Снова толкнулась настойчивая мысль: бежать. Бежать прямо сейчас, пока Милославский пребывает в неведении. Гречихин машинально бросил взгляд на шефа: меж бровей пролегла резкая складка, сжатые в линию губы кажутся почти белыми на потемневшем лице, тонкие пальцы (странно представить, но, говорят, в молодости Милославский почти профессионально играл на пианино) нервно постукивают по столу карандашом, оставляя на светлой столешнице уродливые серые точки.
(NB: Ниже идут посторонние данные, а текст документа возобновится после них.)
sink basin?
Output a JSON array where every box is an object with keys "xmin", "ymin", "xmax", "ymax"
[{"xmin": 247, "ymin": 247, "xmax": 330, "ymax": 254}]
Страх и жалость плохо уживаются друг с другом, но глава СБ одновременно опасался шефа и искренне сочувствовал ему. Вот только не было уверенности, что в случае чего он сможет рассчитывать на ответное сочувствие.

Гречихин вздохнул, усилием воли заставляя тело расслабиться: только сейчас заметил, что судорожно, до боли в пальцах, сжимает папку с отчетами. В любом случае готовиться к побегу нужно было гораздо раньше, и в первую очередь отправить Татьяну с детьми в безопасное место. Сейчас уже поздно. Бегство будет однозначно расценено как признание собственной вины — президент даже не станет копать глубже.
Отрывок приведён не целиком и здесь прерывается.